The Algonquin words and phrases in The Last Witchfinder are generally authentic. My characters normally speak the Narragansett dialect as recorded by Roger Williams in his remarkable linguistic treatise of 1643, A Key into the Language of America, the first of its kind published in the New World. Williams is better known as the founder of the settlement that became Rhode Island, an enterprise that consumed him following his expulsion from Massachusetts in 1635 for “new and dangerous ideas.”
I would like to thank those friends, relatives, colleagues, and Benjamin Franklin impersonators who offered me their reactions to the novel as it evolved: Joe Adamson, Linda Barnes, Michael Bishop, Ginger Clark, Shira Daemon, Margaret Duda, David Edwards, Gordon Fleming, Merrilee Heifetz, Nalo Hopkinson, Philip Jenkins, Michael Kandel, Kirk McElhearn, Bill Meikle, Carolyn Meredith, Gregory Miller, Christopher Morrow, William Pencak, Alis Rasmussen, Elisabeth Rose, Bill Sheehan, James D. Smith, James Stevens-Arce, and Michael Vicario.

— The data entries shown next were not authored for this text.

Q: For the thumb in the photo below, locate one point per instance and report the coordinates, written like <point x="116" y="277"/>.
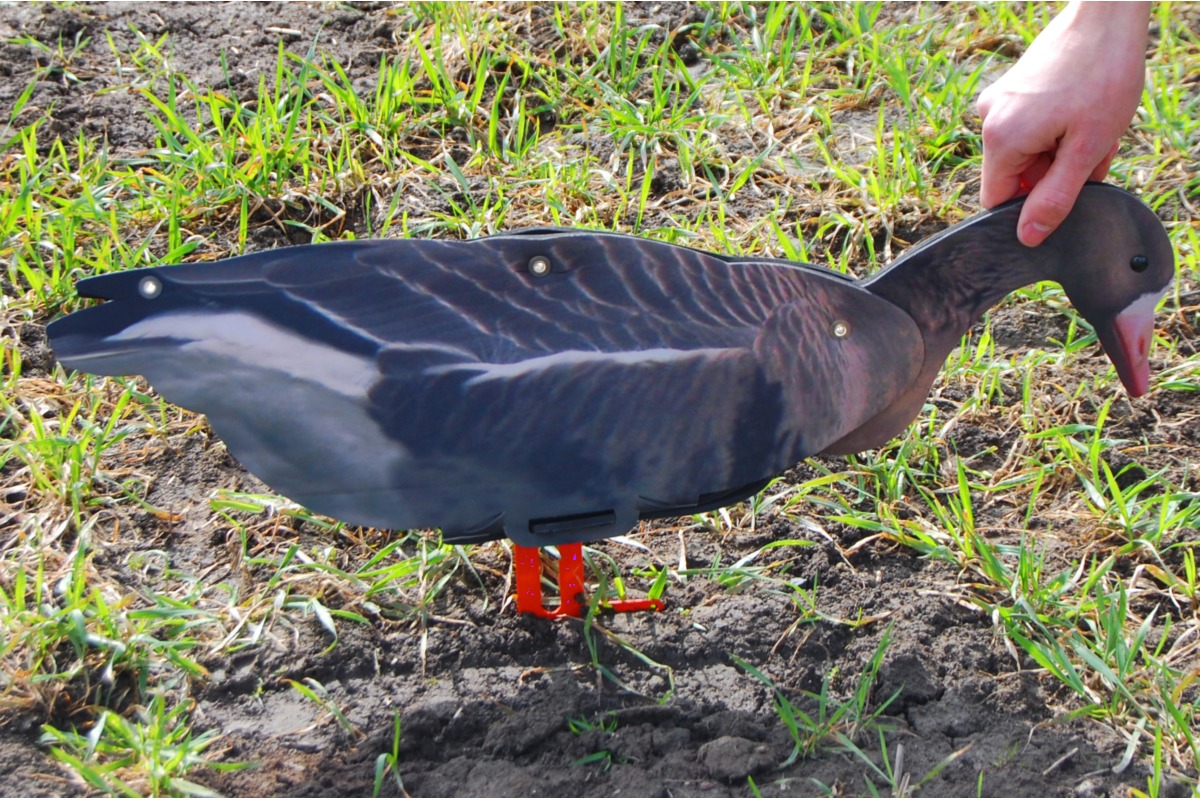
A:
<point x="1054" y="196"/>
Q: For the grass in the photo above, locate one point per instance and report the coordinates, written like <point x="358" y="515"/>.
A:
<point x="837" y="134"/>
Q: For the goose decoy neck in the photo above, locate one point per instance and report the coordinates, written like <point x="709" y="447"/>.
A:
<point x="947" y="282"/>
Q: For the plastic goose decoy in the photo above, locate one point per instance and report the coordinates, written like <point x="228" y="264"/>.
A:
<point x="556" y="386"/>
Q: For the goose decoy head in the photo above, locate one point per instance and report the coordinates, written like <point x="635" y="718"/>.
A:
<point x="1115" y="263"/>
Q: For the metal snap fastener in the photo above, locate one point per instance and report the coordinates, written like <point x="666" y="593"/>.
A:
<point x="150" y="287"/>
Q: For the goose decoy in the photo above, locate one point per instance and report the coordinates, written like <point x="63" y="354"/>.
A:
<point x="556" y="386"/>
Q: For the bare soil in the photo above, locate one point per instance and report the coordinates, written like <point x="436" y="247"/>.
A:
<point x="484" y="695"/>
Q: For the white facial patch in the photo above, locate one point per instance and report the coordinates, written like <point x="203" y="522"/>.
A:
<point x="1145" y="304"/>
<point x="257" y="344"/>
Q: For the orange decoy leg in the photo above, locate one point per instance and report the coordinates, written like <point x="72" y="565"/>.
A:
<point x="527" y="565"/>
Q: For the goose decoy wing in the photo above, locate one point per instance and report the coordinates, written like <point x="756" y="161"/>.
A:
<point x="547" y="386"/>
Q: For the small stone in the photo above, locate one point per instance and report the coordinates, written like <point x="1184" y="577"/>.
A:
<point x="732" y="758"/>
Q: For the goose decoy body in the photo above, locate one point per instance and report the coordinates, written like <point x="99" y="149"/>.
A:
<point x="556" y="386"/>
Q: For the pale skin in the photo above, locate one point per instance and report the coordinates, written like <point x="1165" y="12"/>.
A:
<point x="1055" y="119"/>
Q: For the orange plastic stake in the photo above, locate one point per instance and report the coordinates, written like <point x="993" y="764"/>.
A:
<point x="527" y="565"/>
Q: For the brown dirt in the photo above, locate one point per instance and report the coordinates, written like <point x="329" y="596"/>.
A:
<point x="485" y="696"/>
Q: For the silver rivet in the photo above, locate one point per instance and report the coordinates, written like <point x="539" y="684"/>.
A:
<point x="150" y="288"/>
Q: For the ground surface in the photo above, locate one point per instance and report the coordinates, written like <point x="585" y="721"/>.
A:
<point x="493" y="704"/>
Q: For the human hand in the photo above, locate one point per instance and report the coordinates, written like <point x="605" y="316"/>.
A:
<point x="1055" y="119"/>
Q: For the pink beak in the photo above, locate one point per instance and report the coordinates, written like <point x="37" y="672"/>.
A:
<point x="1129" y="349"/>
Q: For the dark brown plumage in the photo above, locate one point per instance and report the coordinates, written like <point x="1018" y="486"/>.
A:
<point x="556" y="386"/>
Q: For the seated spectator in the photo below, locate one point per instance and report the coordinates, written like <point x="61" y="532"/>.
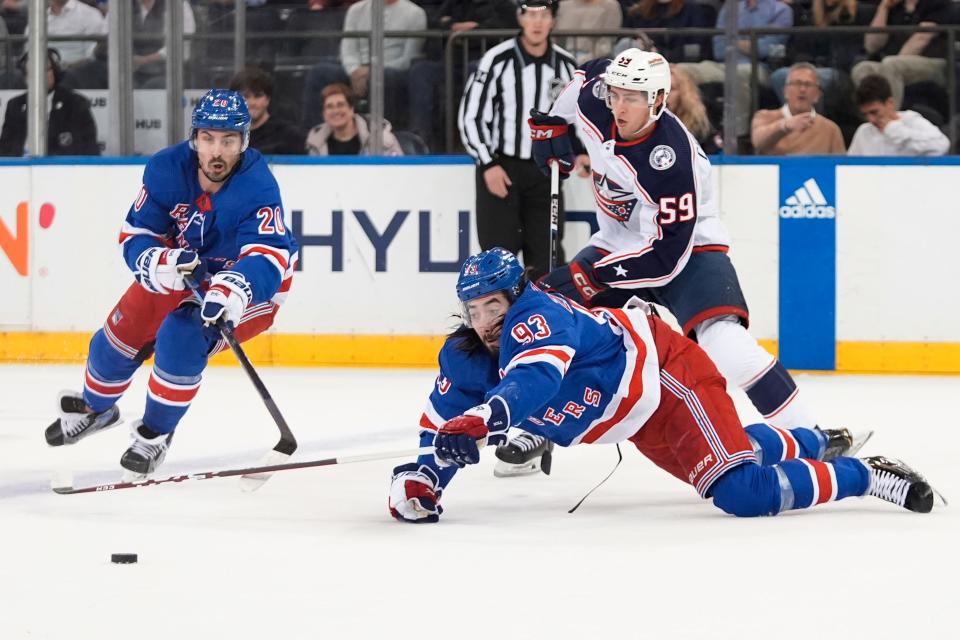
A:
<point x="671" y="14"/>
<point x="71" y="130"/>
<point x="685" y="102"/>
<point x="595" y="15"/>
<point x="751" y="14"/>
<point x="796" y="128"/>
<point x="75" y="18"/>
<point x="889" y="132"/>
<point x="150" y="55"/>
<point x="828" y="55"/>
<point x="905" y="58"/>
<point x="344" y="132"/>
<point x="269" y="134"/>
<point x="427" y="77"/>
<point x="354" y="66"/>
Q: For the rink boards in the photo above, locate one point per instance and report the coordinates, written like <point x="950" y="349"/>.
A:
<point x="846" y="264"/>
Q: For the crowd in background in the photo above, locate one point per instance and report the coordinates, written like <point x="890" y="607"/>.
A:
<point x="813" y="92"/>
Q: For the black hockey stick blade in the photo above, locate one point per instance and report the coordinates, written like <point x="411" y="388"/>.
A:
<point x="64" y="486"/>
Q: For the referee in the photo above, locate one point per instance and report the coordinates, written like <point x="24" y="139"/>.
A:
<point x="513" y="196"/>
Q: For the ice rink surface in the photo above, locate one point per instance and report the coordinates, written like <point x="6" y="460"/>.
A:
<point x="314" y="553"/>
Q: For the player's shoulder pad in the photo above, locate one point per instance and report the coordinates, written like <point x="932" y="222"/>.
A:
<point x="593" y="68"/>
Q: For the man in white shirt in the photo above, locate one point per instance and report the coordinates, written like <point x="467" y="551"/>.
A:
<point x="74" y="18"/>
<point x="889" y="132"/>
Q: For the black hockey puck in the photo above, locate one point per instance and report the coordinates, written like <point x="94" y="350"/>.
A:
<point x="123" y="558"/>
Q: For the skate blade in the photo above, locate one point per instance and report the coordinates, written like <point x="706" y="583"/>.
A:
<point x="857" y="444"/>
<point x="253" y="481"/>
<point x="508" y="470"/>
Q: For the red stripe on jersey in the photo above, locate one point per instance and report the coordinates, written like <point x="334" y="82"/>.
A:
<point x="824" y="482"/>
<point x="160" y="389"/>
<point x="636" y="383"/>
<point x="426" y="424"/>
<point x="789" y="443"/>
<point x="269" y="252"/>
<point x="105" y="388"/>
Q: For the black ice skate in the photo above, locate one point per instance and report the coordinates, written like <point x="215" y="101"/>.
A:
<point x="76" y="421"/>
<point x="841" y="442"/>
<point x="524" y="455"/>
<point x="895" y="482"/>
<point x="146" y="453"/>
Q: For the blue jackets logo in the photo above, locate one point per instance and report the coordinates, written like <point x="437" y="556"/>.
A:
<point x="807" y="202"/>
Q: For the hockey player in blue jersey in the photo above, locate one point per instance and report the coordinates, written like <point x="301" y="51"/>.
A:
<point x="660" y="236"/>
<point x="209" y="207"/>
<point x="524" y="357"/>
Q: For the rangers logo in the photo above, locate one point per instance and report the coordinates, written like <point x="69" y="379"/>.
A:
<point x="662" y="157"/>
<point x="612" y="199"/>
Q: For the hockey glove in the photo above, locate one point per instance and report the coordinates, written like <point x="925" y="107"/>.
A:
<point x="227" y="298"/>
<point x="551" y="141"/>
<point x="161" y="270"/>
<point x="414" y="494"/>
<point x="577" y="281"/>
<point x="459" y="440"/>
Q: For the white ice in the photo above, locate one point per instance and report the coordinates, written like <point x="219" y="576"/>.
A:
<point x="314" y="553"/>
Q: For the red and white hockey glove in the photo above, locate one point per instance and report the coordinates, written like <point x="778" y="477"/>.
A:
<point x="551" y="141"/>
<point x="161" y="270"/>
<point x="414" y="495"/>
<point x="227" y="298"/>
<point x="459" y="440"/>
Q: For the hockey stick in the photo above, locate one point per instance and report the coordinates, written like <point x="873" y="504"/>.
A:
<point x="287" y="443"/>
<point x="554" y="214"/>
<point x="64" y="485"/>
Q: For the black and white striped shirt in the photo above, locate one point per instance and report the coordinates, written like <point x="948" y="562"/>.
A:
<point x="495" y="107"/>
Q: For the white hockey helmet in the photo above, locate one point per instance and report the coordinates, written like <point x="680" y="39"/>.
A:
<point x="639" y="70"/>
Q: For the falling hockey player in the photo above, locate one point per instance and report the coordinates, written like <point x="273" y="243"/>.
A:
<point x="582" y="376"/>
<point x="208" y="205"/>
<point x="660" y="235"/>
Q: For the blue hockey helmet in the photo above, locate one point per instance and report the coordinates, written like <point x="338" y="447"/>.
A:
<point x="488" y="272"/>
<point x="222" y="110"/>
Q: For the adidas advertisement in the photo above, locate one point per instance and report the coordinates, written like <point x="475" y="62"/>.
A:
<point x="808" y="263"/>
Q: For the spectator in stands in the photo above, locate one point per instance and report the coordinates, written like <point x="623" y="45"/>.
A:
<point x="344" y="132"/>
<point x="354" y="67"/>
<point x="149" y="56"/>
<point x="70" y="18"/>
<point x="71" y="130"/>
<point x="751" y="14"/>
<point x="905" y="58"/>
<point x="594" y="15"/>
<point x="685" y="103"/>
<point x="827" y="54"/>
<point x="269" y="134"/>
<point x="671" y="14"/>
<point x="427" y="75"/>
<point x="889" y="132"/>
<point x="796" y="128"/>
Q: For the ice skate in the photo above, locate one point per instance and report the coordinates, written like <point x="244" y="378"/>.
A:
<point x="76" y="421"/>
<point x="895" y="482"/>
<point x="145" y="454"/>
<point x="523" y="456"/>
<point x="842" y="442"/>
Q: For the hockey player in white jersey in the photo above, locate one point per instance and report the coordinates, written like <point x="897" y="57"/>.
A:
<point x="660" y="235"/>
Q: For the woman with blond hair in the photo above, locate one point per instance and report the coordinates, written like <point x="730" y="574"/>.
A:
<point x="686" y="103"/>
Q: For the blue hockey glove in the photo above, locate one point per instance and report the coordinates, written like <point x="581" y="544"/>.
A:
<point x="551" y="141"/>
<point x="228" y="297"/>
<point x="161" y="270"/>
<point x="459" y="440"/>
<point x="577" y="281"/>
<point x="414" y="495"/>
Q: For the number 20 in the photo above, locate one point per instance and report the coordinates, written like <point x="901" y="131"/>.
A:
<point x="271" y="221"/>
<point x="670" y="206"/>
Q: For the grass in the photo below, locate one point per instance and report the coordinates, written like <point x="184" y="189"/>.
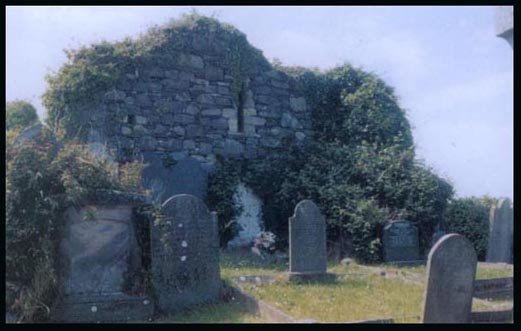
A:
<point x="484" y="270"/>
<point x="360" y="295"/>
<point x="348" y="299"/>
<point x="244" y="263"/>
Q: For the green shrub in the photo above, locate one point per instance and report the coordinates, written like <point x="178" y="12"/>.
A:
<point x="19" y="114"/>
<point x="470" y="218"/>
<point x="41" y="184"/>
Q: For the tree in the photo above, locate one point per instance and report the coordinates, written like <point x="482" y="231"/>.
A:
<point x="469" y="217"/>
<point x="19" y="114"/>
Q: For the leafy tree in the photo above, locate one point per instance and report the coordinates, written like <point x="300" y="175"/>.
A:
<point x="19" y="114"/>
<point x="470" y="218"/>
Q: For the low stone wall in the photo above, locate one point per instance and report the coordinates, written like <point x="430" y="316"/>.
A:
<point x="499" y="316"/>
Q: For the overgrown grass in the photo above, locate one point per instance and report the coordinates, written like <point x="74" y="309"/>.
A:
<point x="361" y="295"/>
<point x="244" y="263"/>
<point x="484" y="270"/>
<point x="348" y="299"/>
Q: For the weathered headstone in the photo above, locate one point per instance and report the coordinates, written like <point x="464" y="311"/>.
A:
<point x="451" y="269"/>
<point x="156" y="177"/>
<point x="185" y="254"/>
<point x="501" y="233"/>
<point x="98" y="247"/>
<point x="400" y="242"/>
<point x="100" y="262"/>
<point x="250" y="217"/>
<point x="189" y="177"/>
<point x="307" y="240"/>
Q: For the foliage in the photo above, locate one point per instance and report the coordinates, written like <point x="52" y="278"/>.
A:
<point x="41" y="183"/>
<point x="359" y="167"/>
<point x="470" y="218"/>
<point x="94" y="72"/>
<point x="19" y="114"/>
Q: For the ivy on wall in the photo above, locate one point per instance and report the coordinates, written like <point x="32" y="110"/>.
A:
<point x="359" y="167"/>
<point x="76" y="90"/>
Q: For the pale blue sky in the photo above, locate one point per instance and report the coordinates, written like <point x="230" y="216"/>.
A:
<point x="451" y="73"/>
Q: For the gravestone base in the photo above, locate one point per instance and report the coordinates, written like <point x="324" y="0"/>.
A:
<point x="105" y="308"/>
<point x="311" y="276"/>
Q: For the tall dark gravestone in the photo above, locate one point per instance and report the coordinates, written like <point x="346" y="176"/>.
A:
<point x="189" y="177"/>
<point x="400" y="242"/>
<point x="186" y="177"/>
<point x="501" y="233"/>
<point x="99" y="264"/>
<point x="307" y="240"/>
<point x="451" y="270"/>
<point x="185" y="254"/>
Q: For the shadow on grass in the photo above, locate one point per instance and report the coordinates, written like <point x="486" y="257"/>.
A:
<point x="219" y="312"/>
<point x="245" y="260"/>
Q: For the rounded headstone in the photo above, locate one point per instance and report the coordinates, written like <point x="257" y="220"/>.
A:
<point x="451" y="270"/>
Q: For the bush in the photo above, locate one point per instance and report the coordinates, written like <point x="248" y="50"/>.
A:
<point x="19" y="114"/>
<point x="359" y="167"/>
<point x="41" y="184"/>
<point x="470" y="218"/>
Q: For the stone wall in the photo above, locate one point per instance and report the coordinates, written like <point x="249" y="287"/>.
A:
<point x="180" y="102"/>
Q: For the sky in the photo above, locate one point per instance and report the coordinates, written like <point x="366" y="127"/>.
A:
<point x="452" y="75"/>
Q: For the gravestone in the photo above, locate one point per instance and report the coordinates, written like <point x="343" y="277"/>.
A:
<point x="451" y="269"/>
<point x="156" y="177"/>
<point x="189" y="177"/>
<point x="400" y="242"/>
<point x="100" y="263"/>
<point x="185" y="254"/>
<point x="307" y="241"/>
<point x="186" y="177"/>
<point x="501" y="233"/>
<point x="250" y="217"/>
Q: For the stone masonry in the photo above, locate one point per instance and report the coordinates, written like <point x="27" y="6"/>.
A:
<point x="180" y="103"/>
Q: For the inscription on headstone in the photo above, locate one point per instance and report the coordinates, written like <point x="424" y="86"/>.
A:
<point x="99" y="266"/>
<point x="307" y="239"/>
<point x="189" y="177"/>
<point x="501" y="233"/>
<point x="400" y="242"/>
<point x="97" y="249"/>
<point x="185" y="254"/>
<point x="157" y="178"/>
<point x="451" y="269"/>
<point x="186" y="177"/>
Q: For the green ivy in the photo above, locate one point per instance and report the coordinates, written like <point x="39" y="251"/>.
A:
<point x="78" y="88"/>
<point x="43" y="179"/>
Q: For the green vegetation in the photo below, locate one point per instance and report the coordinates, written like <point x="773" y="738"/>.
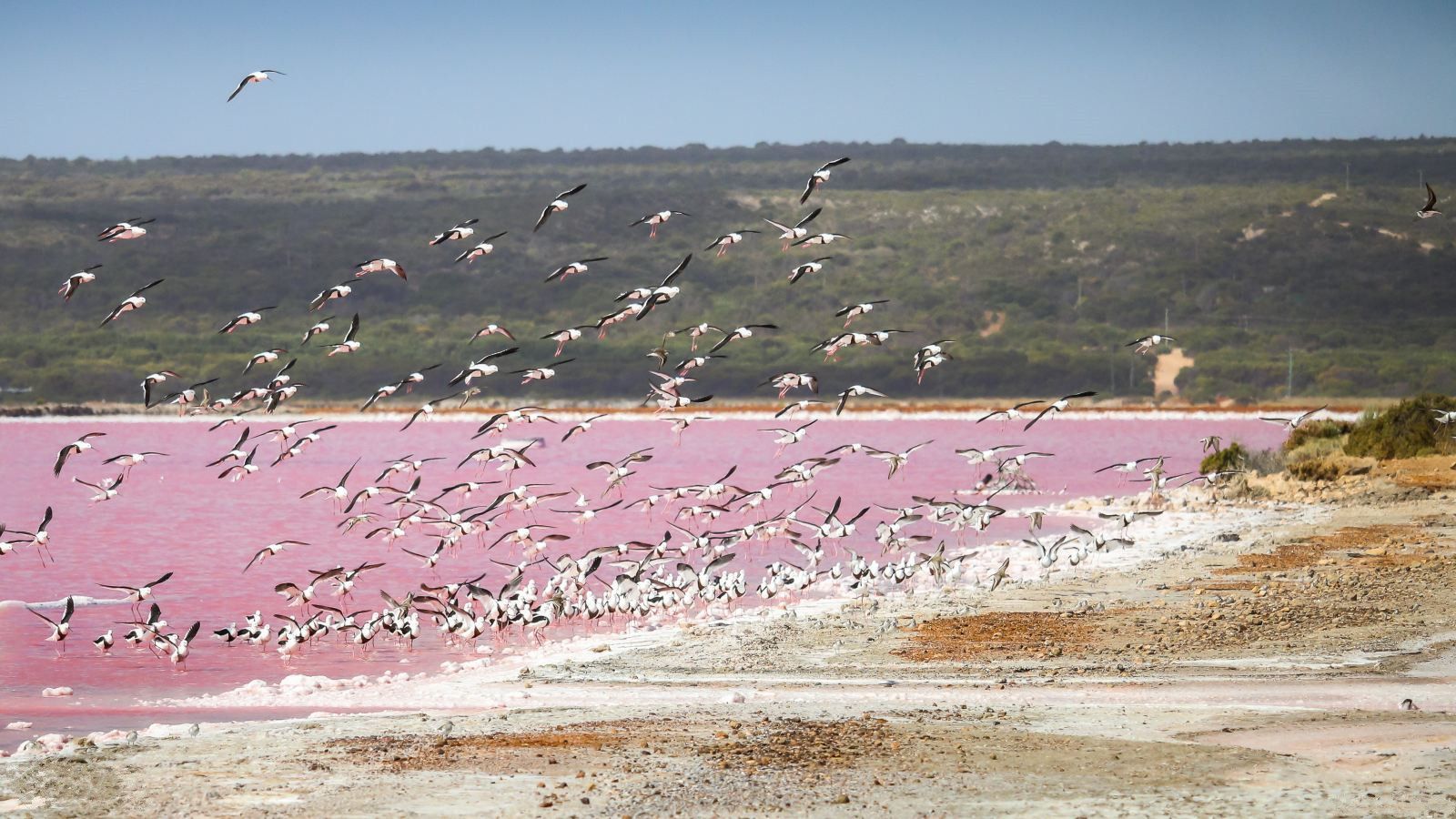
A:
<point x="1077" y="249"/>
<point x="1232" y="457"/>
<point x="1405" y="430"/>
<point x="1321" y="430"/>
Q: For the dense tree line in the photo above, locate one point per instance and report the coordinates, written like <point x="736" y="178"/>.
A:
<point x="1041" y="261"/>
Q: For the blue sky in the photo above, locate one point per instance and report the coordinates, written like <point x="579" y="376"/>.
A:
<point x="109" y="80"/>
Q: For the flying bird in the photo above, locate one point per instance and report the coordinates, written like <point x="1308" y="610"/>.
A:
<point x="574" y="268"/>
<point x="128" y="229"/>
<point x="244" y="319"/>
<point x="820" y="177"/>
<point x="482" y="249"/>
<point x="75" y="448"/>
<point x="349" y="344"/>
<point x="728" y="239"/>
<point x="133" y="302"/>
<point x="75" y="281"/>
<point x="810" y="268"/>
<point x="380" y="266"/>
<point x="1431" y="205"/>
<point x="460" y="230"/>
<point x="1057" y="407"/>
<point x="558" y="205"/>
<point x="654" y="219"/>
<point x="254" y="77"/>
<point x="1293" y="423"/>
<point x="1149" y="341"/>
<point x="788" y="235"/>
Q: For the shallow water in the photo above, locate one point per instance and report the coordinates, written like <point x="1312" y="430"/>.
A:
<point x="174" y="515"/>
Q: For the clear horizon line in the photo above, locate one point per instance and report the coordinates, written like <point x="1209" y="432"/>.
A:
<point x="594" y="149"/>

My gratitude also goes to my wife, Kathryn Morrow, for her endless emotional and intellectual inspiration; to my agent, Wendy Weil, for so skillfully navigating the shoals of contemporary publishing; to my editor, Jennifer Brehl, for befriending a formidable manuscript; to my neighbor Londa Schiebinger, for her insight into the Royal Society’s female skeleton; and to my cousin Glenn Morrow, for offering me many fruitful challenges and supplementing my research with dozens of compelling facts.
JAMES MORROW is the author of eight previous novels. He lives in State College, Pennsylvania, where he has spent the past seven years working on this book.